Lalinha
Lalinha era uma menina de onze anos, muito pobre, morava na favela, com sua mãe e mais dois irmãos. O pai havia morrido num acidente na pedreira em que trabalhava. As dinamites explodiram antes da hora e com elas, a vida de seu pai também. Lalinha era a mais velha de oito irmãos, mas cinco já haviam falecido pelas condições de extrema pobreza a que sempre foram submetidos. Alguns morreram ainda bebês, outros já mais crescidinhos. Lalinha já havia se acostumado com a idéia da morte, com o fato de que sua família ia, pouco a pouco se esvaindo, acabando-se...
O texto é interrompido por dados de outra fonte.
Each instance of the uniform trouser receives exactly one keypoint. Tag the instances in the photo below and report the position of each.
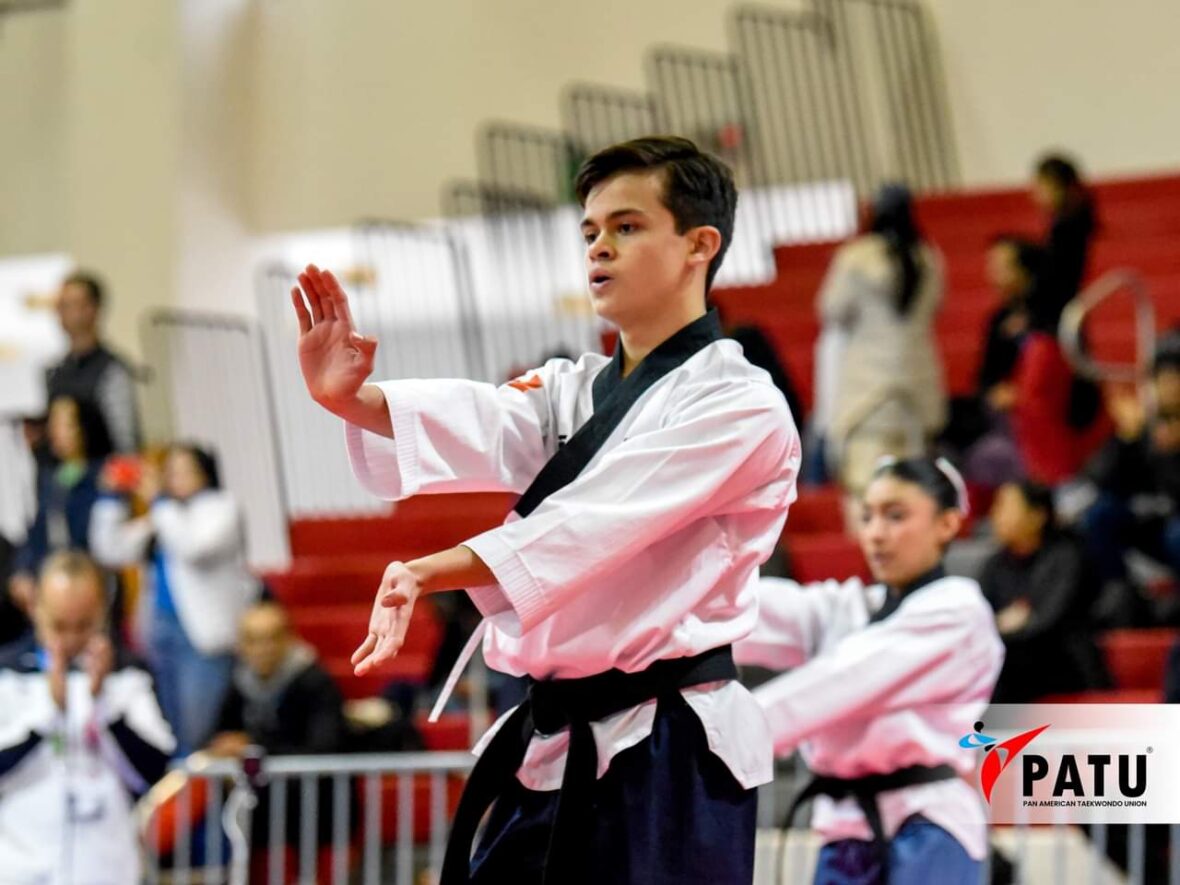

Na verdade seu nome era Maria Eulália da Silva, mas todos a chamavam somente por Lalinha, desde sempre. No barraco em que vivia havia somente uma peça, feita de madeira, latas velhas e enferrujadas, pedaços de lonas e sacos plásticos mesmo. Lalinha dormia no chão, em cima de um acolchoado velho, comido pelas traças e cobria-se com uma colcha de chenile doada por uma vizinha. A mãe dividia uma caminha de montar com os outros dois irmãos, Julinho, de oito anos e Zequinha, de dois. Lalinha já não ia mais à escola, pois as roupas rasgadas já não estavam mais apresentáveis e também não tinha calçado nenhum, o chinelinho que usava já estava pequeno e ela o deu para Julinho e ficou sem nenhum. Banho era algo que quase não se ouvia falar por ali. Não tinham água encanada. A única opção era um riacho que corria a uns 500 metros do morro, mas nem sempre dava pra ir até lá, e quando dava, era só uma jogada de água no corpo mesmo, pra melhorar a situação. Sabão era algo muito raro por ali, Xampu então, Lalinha nem conhecia.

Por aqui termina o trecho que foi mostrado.